19 Janvier 2010, 00:12am

Publié par ANTHEVA

rock-my-world.frLive Magic est le deuxième album live de Queen, enregistré en Europe durant le Magic Tour en 1986.
Cet album, sorti en décembre 1986, est le second live du groupe Queen après le double album Live Killers (1979). Son nom est inspiré du dernier album studio A Kind of Magic, sorti quelques mois plus tôt. Plus que le contenu de Live Magic en lui-même, ce qui est remarquable est la photo intérieure de la double pochette : elle montre l'hélicoptère peint aux couleurs de Queen, survolant la marée humaine de Knebworth qui attend en ce 9 août 1986 ses idoles. Ils seront 120.000 fans à applaudir dans un environnement bocager la bande à Freddie Mercury et seront aussi, sans le savoir, les derniers témoins du dernier concert du groupe.

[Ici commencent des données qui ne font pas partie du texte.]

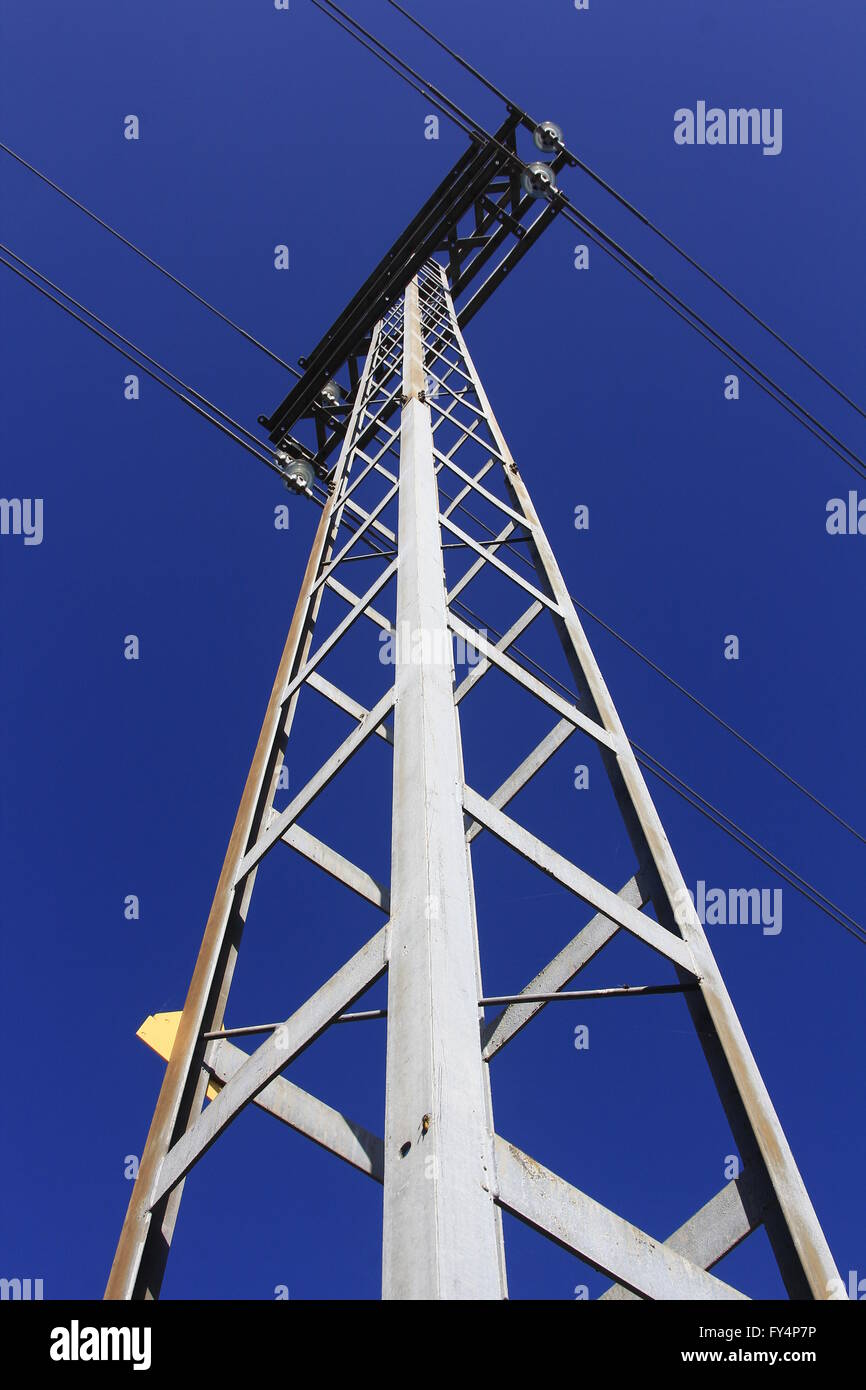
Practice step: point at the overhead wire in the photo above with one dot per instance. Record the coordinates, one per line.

Comme Live Killers, c'est une compilation et non l'enregistrement d'un concert en particulier. Il restitue, de ce fait, un aperçu de la grande tournée que fut le Magic Tour de l'été 1986, composé de dates exclusivement européennes. Trois concerts ont été choisis pour composer ce Live Magic : les deux concerts du Wembley Stadium de juillet 1986 (qui sortira en double album six ans plus tard sous le nom Live at Wembley '86 (album), 2 x 72.000 spectateurs), celui du Nepstadion de Budapest (devant 80.000 spectateurs, ce fut la seule date de la carrière de Queen en Europe de l'Est) et enfin le dernier concert de la tournée, Knebworth en Angleterre (9 août, 120.000 spectateurs).Il fut sévèrement critiqué à sa sortie car c'est une compilation et certaines chansons ont été raccourcies, notamment Bohemian Rhapsody dont la section opéra a été enlevée. Aucun morceau ne sortit en 45 trs.